Mike has not been so successful guarding the First Family, and so was relieved of his duty, but now has a second chance, as he is trapped inside the White House walls when Kang and his henchmen invade and threaten the President and the First Kid. If it sounds reminiscent of the original Die Hard, there are indeed thematic similarities, such as the central idea of one man caught in an occupied building, occasionally trading threats and wisecracks with the head terrorist over a walkie during lulls in the carnage. Of course, Die Hard didn't have Morgan Freeman, Angela Bassett, and Robert Forster -- as the Speaker of the House, the head of the Secret Service, and the Chief of the Joint Chiefs, respectively -- as a background chorus to cheer the hero on, and I've got to admit it is indeed an impressive cast, which also includes Ashley Judd as the First Lady, Dylan McDermott as another former Secret Service agent and also Mike's friend, and Oscar-winner Melissa Leo as the scrappiest Secretary of Defense ever seen onscreen, or off, for that matter.
The first act will knock your socks off.

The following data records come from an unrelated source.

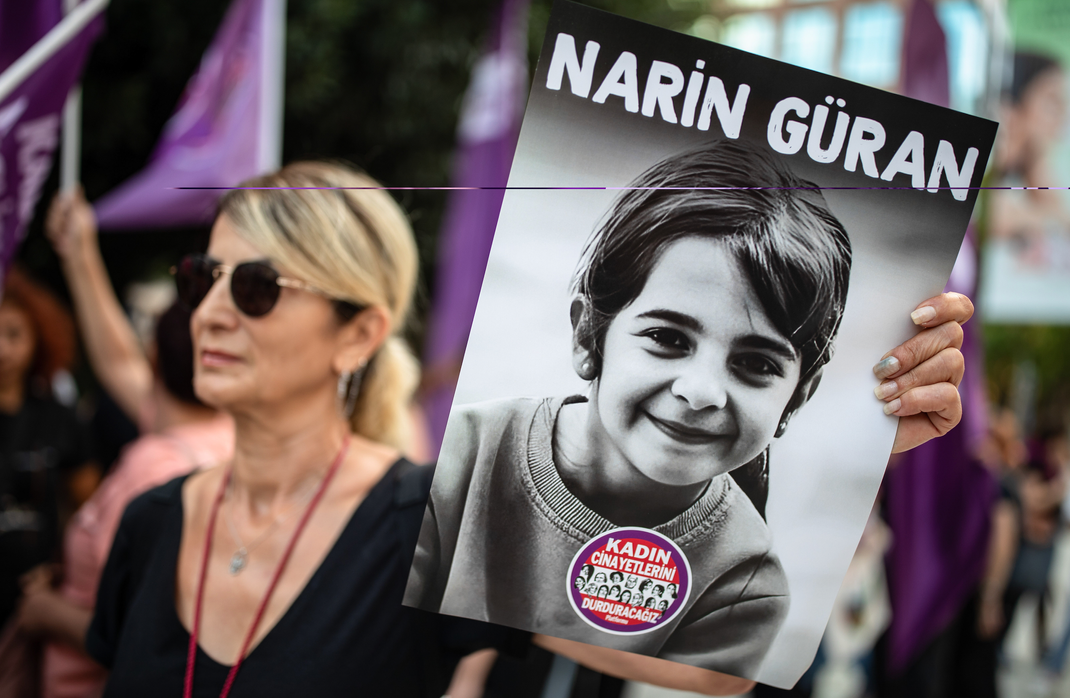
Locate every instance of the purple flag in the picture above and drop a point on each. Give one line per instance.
(21, 24)
(487, 137)
(227, 126)
(31, 112)
(937, 497)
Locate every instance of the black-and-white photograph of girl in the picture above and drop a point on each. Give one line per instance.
(676, 333)
(704, 309)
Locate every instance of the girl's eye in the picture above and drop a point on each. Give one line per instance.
(668, 339)
(759, 364)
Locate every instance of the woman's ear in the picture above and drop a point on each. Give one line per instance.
(583, 360)
(361, 337)
(804, 392)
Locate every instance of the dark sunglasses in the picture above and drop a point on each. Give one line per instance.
(254, 286)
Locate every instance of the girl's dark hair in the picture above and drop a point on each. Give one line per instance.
(174, 353)
(792, 248)
(793, 251)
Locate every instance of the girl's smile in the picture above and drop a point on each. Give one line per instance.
(694, 376)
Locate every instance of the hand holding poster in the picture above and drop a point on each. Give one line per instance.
(665, 438)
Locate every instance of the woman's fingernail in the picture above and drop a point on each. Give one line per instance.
(922, 315)
(886, 389)
(886, 367)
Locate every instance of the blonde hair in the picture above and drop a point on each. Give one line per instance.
(355, 245)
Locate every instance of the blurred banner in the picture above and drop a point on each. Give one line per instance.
(487, 137)
(937, 497)
(227, 127)
(1026, 273)
(42, 58)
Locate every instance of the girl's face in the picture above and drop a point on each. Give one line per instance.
(694, 377)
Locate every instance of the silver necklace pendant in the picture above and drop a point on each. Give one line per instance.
(238, 561)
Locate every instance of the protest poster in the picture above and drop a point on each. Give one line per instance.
(665, 438)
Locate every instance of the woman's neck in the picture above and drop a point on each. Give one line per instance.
(599, 475)
(278, 460)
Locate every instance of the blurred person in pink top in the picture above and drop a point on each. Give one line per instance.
(179, 434)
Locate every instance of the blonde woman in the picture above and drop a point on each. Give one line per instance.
(281, 573)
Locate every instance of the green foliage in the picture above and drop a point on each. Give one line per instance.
(1007, 347)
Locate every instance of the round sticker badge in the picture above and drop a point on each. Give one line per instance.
(628, 580)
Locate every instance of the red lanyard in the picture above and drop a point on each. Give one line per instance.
(192, 653)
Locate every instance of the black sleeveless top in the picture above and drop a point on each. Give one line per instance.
(346, 634)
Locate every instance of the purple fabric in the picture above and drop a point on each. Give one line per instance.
(212, 139)
(487, 138)
(21, 24)
(30, 120)
(925, 56)
(937, 498)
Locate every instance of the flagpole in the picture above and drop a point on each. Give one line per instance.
(71, 148)
(273, 76)
(48, 45)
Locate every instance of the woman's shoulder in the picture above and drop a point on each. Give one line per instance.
(497, 412)
(151, 504)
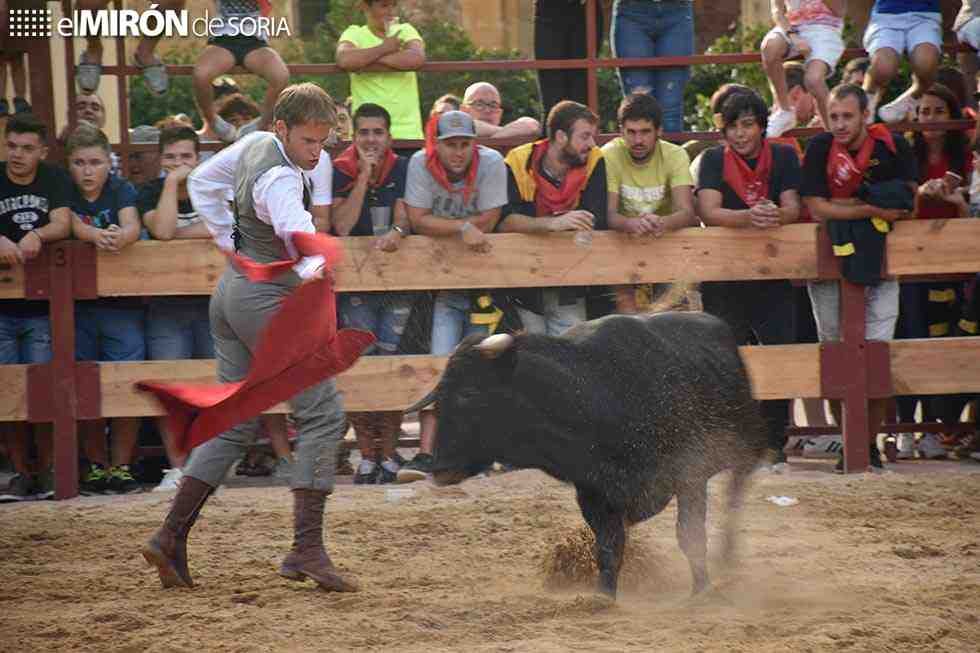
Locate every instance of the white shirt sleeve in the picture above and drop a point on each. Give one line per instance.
(321, 177)
(278, 196)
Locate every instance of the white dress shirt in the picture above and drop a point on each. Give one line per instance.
(277, 195)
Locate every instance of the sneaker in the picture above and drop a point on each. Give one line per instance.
(900, 109)
(874, 459)
(930, 449)
(121, 481)
(780, 122)
(906, 446)
(367, 473)
(170, 481)
(416, 469)
(95, 480)
(226, 131)
(823, 446)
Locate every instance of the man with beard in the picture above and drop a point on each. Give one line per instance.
(556, 184)
(650, 189)
(455, 189)
(751, 183)
(836, 165)
(369, 191)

The sheer brazenness and bloodthirstiness of the initial attack on the White House is jaw-dropping and horrifying, in the same sense as watching national landmarks (not to mention populations) vaporized in Independence Day. Such an attack on American soil, even after Pearl Harbor and 9/11, is so unthinkable that it's not implausible that we could be taken by surprise yet a third time. Afterwards, the film becomes a little less spectacular, as the action shifts to more one-on-one confrontations as Mike sneaks around the corpse-littered White House hallways and offices trying to rescue the President, encountering sporadic North Korean terrorists.

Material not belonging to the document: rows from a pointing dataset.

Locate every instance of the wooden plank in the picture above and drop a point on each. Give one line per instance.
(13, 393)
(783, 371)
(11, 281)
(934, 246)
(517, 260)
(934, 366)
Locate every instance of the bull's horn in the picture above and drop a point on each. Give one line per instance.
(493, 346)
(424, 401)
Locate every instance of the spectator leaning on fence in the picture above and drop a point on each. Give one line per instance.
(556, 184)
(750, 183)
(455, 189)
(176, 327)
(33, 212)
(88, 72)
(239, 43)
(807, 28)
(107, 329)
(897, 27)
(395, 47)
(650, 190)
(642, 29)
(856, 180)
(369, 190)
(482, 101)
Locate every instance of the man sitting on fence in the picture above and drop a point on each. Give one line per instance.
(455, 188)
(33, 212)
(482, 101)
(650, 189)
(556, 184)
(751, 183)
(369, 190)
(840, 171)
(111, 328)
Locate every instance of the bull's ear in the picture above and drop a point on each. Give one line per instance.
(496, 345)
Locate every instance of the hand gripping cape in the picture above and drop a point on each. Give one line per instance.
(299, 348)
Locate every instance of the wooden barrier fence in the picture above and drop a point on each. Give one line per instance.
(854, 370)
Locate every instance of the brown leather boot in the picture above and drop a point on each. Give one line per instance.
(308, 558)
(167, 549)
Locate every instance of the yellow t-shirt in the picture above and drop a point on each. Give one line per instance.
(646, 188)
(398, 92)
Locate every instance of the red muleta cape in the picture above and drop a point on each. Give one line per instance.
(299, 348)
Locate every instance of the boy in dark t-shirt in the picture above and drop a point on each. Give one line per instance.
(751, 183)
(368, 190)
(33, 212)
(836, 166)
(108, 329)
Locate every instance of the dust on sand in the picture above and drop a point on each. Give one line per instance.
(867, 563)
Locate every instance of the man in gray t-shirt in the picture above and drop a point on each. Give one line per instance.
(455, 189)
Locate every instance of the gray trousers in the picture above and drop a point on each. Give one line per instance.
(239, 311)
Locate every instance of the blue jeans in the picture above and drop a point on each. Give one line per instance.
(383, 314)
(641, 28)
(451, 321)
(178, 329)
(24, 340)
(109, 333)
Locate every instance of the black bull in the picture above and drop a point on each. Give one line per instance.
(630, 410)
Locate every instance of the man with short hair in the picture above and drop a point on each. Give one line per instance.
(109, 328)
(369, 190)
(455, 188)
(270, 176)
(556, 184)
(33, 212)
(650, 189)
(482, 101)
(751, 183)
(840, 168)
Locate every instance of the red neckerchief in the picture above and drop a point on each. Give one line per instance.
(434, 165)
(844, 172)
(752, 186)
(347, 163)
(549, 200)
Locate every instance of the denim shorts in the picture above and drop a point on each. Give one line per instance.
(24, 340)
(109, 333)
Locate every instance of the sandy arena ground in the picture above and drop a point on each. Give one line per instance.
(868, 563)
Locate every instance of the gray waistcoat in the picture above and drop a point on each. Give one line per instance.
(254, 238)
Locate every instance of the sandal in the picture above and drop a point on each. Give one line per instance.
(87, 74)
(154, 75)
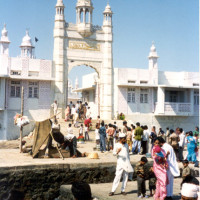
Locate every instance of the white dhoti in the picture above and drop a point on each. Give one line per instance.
(123, 166)
(173, 170)
(171, 183)
(117, 179)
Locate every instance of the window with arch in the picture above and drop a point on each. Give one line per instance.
(87, 20)
(131, 95)
(81, 15)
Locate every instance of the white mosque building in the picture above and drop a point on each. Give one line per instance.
(36, 77)
(150, 96)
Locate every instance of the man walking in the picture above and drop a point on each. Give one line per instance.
(173, 170)
(124, 167)
(181, 145)
(138, 138)
(174, 141)
(102, 133)
(55, 108)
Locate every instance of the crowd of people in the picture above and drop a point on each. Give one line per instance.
(165, 161)
(164, 147)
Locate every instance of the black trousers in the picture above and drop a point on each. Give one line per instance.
(144, 147)
(180, 154)
(141, 186)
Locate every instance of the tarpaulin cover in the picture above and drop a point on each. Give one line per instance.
(41, 134)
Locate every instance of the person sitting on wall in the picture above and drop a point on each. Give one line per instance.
(82, 191)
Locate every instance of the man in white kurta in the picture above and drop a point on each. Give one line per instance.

If you've managed to forget the horror of Sandy Hook enough to once again find slaughter entertaining, director Fuqua (Training Day, King Arthur and Brooklyn's Finest) delivers up one of the tightest and most spectacular action movies in years, all for a comparatively economical $70 million. As silly as it all ultimately is, we can only hope that Hollywood screenwriters continue to be craftier than real-life terrorists.